Restraints of trade usually operate to prevent employees from taking certain actions when the leave employment, such as stealing clients, working for competitors or poaching staff.
The benefit of a properly drafted restraint of trade clause in an employment contract can be the difference between the life or death of a business: if your employees left your business and told all your clients they were starting an identical business next door, would your business survive?
Restraint of trade clauses in employment contracts
The area of law which deals with restraint of trade in employment contracts is complex. Given that a restraint of trade imposes a restriction on a person’s freedom – for example, by preventing them from getting a job with a competitor – courts will often examine the wording of such clauses in minute detail. It is therefore essential that the clauses are properly drafted.
A clause which is ambiguous as to, say, the period which the restraint lasts, or the geographic area in which an employee is prevented from competing, is unlikely to be enforced by a court (on the basis that it is “void for uncertainty”).
Courts will also not enforce unreasonable restraints, for example if they are stated to last for an overly long period of time, operate over too wide a geographic area, or do not protect a legitimate interest of the business. It is important to remember that (in law) there is generally nothing wrong with a former employee setting up in competition with your business – it is where the employee wishes to exploit the relationship with clients he/she developed during employment that a court might be prepared to intervene. It is therefore, important that restraint of trade clauses take account of the role your employee plays in your business – it is unlikely that you will be able to validly restrain a former employee from contacting your clients if they had no contact with your clients whilst working for you.
At EI Legal we are experts in drafting restraint of trade clauses that will fit the needs of your business and will have the maximum chance of being enforced by a court if required. We regularly advise employers on the validity of their existing restraint of trade clauses. Please contact our offices if you need assistance in this area.
Restraint of trade remedies
There are various restraint of trade remedies available to an employer where an employee or former employee breaches a restraint of trade clause in their employment contract.
The primary remedy is to obtain an injunction from the court which will order the former employee from doing certain things. This might include an order that they stop performing work for a particular client or do not take up employment with a particular entity.
Injunctions can also be obtained against third-parties (such as one preventing a competitor from employing one of your departing employees).
Other remedies include actions in damages / compensation and what’s called an “account of profits” which means that you might be awarded any profits earned by the employee as a result of breaching the restraint of trade clause e.g. money they earned from performing work for one of your clients.
Although it is true than an unreasonable restraint of trade will not be enforced, courts will – and frequently do – enforce restraints.
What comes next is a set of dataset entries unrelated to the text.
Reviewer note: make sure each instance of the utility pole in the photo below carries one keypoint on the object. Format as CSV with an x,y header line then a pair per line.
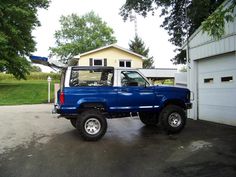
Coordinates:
x,y
133,18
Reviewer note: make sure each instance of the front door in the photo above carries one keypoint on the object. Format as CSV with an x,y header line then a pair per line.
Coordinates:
x,y
135,93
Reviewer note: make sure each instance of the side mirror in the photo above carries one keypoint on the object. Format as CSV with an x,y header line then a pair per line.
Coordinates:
x,y
133,84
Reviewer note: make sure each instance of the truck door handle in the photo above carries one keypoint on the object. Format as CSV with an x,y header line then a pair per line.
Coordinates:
x,y
124,90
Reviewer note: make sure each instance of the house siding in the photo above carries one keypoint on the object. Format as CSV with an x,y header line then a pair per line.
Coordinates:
x,y
113,55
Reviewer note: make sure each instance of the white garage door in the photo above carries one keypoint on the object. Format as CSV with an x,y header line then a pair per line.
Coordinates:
x,y
217,89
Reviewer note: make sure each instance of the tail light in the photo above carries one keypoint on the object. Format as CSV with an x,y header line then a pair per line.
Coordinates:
x,y
62,98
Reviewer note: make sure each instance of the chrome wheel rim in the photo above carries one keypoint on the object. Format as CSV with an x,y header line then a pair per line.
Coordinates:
x,y
174,119
92,126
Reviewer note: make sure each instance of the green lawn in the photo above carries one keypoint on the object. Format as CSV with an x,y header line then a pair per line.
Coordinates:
x,y
14,92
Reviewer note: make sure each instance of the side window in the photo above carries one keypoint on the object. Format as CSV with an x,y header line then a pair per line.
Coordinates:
x,y
132,78
92,77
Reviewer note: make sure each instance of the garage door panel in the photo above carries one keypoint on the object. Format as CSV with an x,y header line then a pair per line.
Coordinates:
x,y
217,98
219,114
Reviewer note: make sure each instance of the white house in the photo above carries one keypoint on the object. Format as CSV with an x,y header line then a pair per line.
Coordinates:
x,y
212,75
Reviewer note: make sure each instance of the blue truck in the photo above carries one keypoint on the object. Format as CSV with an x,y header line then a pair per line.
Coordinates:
x,y
90,95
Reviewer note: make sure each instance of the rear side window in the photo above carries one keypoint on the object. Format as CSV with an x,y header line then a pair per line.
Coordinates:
x,y
132,78
91,77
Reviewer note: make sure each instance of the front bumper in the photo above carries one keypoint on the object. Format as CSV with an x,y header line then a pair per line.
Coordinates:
x,y
188,105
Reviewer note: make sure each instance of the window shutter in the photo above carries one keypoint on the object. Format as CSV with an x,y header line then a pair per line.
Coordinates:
x,y
90,62
105,62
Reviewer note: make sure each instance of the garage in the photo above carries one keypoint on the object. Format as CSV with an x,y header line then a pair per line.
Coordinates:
x,y
217,89
211,74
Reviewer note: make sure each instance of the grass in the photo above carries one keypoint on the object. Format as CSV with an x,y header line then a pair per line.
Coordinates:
x,y
14,92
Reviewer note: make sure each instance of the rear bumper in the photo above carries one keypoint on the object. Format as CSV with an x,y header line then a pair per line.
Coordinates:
x,y
188,105
64,110
56,109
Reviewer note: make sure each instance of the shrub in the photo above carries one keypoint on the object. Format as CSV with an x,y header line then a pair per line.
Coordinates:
x,y
32,76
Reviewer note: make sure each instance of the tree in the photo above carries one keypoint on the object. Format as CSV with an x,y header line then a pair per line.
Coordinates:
x,y
17,20
80,34
138,46
182,17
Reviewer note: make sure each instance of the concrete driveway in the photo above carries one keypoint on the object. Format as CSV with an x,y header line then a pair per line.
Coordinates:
x,y
33,144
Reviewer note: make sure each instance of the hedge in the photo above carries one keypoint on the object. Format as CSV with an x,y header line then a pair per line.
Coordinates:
x,y
32,76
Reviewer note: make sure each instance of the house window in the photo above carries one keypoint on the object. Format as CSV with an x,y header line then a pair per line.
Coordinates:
x,y
97,62
208,80
125,63
227,79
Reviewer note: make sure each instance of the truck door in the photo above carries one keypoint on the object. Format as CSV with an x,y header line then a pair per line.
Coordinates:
x,y
135,93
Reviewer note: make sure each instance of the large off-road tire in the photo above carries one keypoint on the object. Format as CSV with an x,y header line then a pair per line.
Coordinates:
x,y
91,124
73,122
173,118
148,118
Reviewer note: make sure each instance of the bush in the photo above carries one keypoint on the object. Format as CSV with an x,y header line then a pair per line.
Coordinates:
x,y
32,76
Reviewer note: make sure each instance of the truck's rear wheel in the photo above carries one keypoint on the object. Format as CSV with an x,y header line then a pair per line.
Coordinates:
x,y
148,118
173,118
92,125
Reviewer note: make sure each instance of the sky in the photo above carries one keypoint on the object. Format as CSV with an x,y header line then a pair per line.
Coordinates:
x,y
154,37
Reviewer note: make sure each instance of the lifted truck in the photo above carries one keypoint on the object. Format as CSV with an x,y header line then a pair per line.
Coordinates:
x,y
89,95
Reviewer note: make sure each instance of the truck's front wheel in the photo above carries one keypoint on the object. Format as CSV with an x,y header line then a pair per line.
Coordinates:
x,y
173,118
148,118
92,125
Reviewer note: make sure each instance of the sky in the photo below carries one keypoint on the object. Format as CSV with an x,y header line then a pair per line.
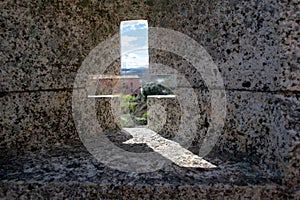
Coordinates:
x,y
134,44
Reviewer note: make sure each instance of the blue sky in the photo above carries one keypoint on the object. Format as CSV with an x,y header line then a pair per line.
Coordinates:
x,y
134,44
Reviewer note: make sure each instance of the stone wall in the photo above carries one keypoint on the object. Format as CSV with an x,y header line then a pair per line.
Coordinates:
x,y
254,44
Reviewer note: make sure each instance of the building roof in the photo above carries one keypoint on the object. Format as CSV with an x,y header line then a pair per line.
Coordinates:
x,y
101,76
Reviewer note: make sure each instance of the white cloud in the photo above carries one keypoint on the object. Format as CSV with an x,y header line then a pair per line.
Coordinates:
x,y
126,41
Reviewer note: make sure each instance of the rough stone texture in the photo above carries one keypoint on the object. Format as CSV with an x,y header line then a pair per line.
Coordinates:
x,y
69,171
290,109
34,120
164,115
255,44
290,45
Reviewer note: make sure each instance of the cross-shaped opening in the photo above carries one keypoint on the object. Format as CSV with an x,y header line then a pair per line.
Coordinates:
x,y
140,103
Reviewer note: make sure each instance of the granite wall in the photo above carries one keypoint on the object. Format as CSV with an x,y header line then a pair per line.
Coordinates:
x,y
255,45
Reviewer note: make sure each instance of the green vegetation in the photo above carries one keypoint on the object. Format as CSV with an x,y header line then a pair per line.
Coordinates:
x,y
134,109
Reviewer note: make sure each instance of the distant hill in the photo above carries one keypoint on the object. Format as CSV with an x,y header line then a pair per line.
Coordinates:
x,y
133,71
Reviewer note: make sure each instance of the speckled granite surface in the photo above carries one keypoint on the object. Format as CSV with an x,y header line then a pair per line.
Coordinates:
x,y
70,171
255,44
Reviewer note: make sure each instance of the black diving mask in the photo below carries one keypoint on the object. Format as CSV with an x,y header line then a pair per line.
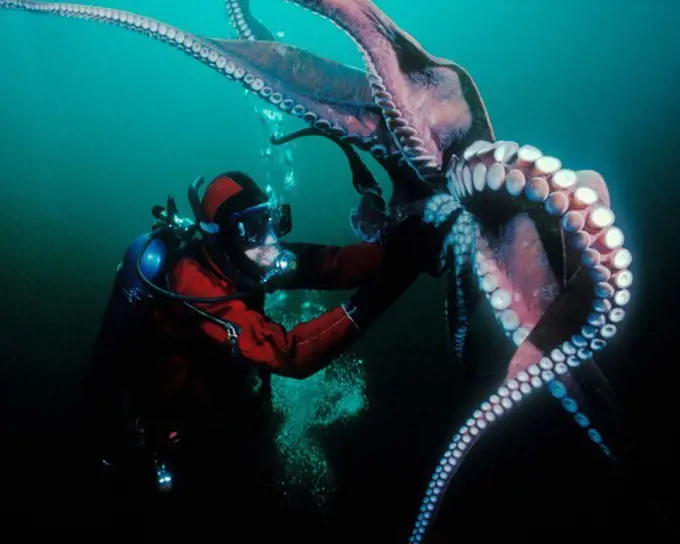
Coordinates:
x,y
256,224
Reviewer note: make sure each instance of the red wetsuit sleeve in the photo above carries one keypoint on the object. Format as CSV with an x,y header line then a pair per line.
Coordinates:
x,y
334,268
298,353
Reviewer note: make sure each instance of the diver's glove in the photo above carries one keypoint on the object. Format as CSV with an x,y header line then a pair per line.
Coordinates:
x,y
411,247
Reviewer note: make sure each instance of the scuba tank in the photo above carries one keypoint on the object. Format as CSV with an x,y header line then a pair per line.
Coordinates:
x,y
126,336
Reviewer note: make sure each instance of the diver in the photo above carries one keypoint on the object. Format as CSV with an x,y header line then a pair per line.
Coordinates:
x,y
184,358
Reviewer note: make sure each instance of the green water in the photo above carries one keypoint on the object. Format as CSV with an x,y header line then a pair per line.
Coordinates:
x,y
98,124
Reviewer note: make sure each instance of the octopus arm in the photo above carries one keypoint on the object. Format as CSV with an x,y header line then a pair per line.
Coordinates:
x,y
330,96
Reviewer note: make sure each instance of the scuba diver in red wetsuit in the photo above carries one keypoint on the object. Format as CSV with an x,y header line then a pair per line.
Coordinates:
x,y
183,361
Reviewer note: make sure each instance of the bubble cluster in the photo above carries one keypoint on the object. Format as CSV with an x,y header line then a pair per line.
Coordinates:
x,y
331,396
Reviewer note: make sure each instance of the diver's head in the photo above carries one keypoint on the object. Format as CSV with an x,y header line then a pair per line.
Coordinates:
x,y
250,223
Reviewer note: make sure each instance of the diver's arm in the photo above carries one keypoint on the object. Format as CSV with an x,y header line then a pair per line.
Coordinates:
x,y
298,353
308,347
328,268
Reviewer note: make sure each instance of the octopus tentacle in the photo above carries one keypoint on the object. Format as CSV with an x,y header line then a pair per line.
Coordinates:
x,y
564,392
245,24
429,103
335,99
546,351
460,246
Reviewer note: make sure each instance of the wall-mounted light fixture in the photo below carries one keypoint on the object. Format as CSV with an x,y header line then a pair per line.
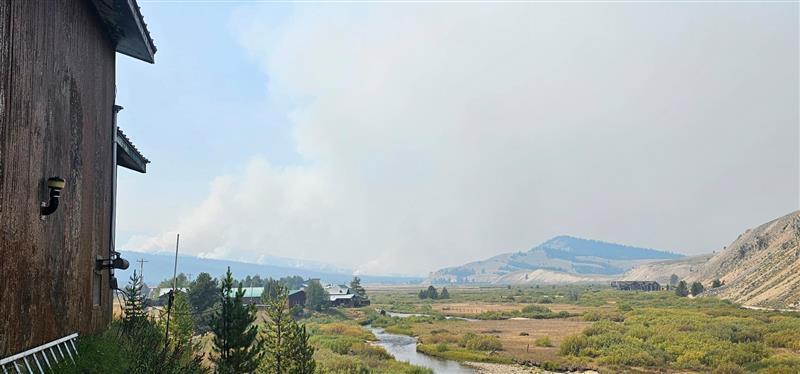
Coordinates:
x,y
55,185
115,262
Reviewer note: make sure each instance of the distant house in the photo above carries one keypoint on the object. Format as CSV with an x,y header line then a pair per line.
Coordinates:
x,y
636,285
297,297
341,295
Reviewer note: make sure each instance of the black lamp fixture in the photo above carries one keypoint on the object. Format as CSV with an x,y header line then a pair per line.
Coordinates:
x,y
114,262
55,185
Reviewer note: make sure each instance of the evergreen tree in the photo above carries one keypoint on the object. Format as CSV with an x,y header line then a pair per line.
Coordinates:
x,y
181,324
697,288
202,295
286,343
432,293
235,343
681,289
316,296
134,308
355,285
302,353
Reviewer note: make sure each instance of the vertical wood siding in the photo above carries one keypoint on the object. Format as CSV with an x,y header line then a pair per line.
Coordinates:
x,y
56,99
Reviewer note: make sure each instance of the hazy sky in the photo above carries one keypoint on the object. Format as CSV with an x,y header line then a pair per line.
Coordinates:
x,y
400,138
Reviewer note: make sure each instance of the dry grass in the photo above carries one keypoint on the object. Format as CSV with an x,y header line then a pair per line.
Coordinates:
x,y
508,331
471,309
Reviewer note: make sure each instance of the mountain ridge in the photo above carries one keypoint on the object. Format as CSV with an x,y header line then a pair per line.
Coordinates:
x,y
585,260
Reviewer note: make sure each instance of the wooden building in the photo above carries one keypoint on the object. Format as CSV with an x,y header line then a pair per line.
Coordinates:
x,y
58,119
636,285
296,297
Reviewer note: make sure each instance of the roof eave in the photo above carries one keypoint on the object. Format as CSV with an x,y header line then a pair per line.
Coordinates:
x,y
127,29
128,156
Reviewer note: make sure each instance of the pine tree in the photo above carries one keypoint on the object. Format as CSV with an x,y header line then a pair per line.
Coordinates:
x,y
181,324
203,293
682,289
134,309
697,288
278,330
286,343
302,353
235,343
432,293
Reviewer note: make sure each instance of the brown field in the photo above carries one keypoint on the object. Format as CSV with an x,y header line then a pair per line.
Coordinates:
x,y
508,331
473,308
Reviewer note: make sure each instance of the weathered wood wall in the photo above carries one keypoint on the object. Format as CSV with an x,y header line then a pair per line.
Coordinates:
x,y
56,99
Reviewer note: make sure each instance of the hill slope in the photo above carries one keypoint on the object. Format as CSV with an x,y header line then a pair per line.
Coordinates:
x,y
761,267
563,259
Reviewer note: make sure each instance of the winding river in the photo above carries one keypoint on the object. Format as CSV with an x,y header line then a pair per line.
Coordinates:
x,y
404,348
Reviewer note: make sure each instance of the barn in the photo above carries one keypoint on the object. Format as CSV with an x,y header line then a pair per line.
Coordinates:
x,y
59,151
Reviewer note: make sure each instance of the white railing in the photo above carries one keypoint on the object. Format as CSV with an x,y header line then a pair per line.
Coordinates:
x,y
37,359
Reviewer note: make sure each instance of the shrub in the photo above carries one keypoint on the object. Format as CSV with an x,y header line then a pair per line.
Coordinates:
x,y
482,343
543,341
728,368
535,309
573,345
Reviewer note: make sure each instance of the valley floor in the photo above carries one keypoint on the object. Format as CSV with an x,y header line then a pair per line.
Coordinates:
x,y
579,328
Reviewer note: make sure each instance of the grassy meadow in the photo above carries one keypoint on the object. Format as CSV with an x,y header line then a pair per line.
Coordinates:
x,y
592,327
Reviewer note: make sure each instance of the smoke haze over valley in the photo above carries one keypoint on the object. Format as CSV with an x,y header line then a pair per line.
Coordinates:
x,y
386,149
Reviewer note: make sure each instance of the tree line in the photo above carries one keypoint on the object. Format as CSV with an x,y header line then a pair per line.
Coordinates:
x,y
432,293
239,345
683,289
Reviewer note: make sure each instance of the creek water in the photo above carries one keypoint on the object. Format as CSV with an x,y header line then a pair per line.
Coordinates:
x,y
404,348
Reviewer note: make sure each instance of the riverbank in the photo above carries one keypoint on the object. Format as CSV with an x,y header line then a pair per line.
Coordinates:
x,y
488,368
If you are faced with a situation where an employee or former employee is acting against your business, please contact our office for a confidential discussion about the options open to you.
If your contracts of employment do not contain restraints of trade there may still be options available to you to curb the actions of a former employee. An action for breach of confidence is possible even where no contract exists. There are also provisions in the Corporations Act 2001 (Cth) which allow for an employer to restrain the activities of former employees – for example section 183 which prohibits persons from using information they obtained during employment for their own advantage or to cause detriment to the company.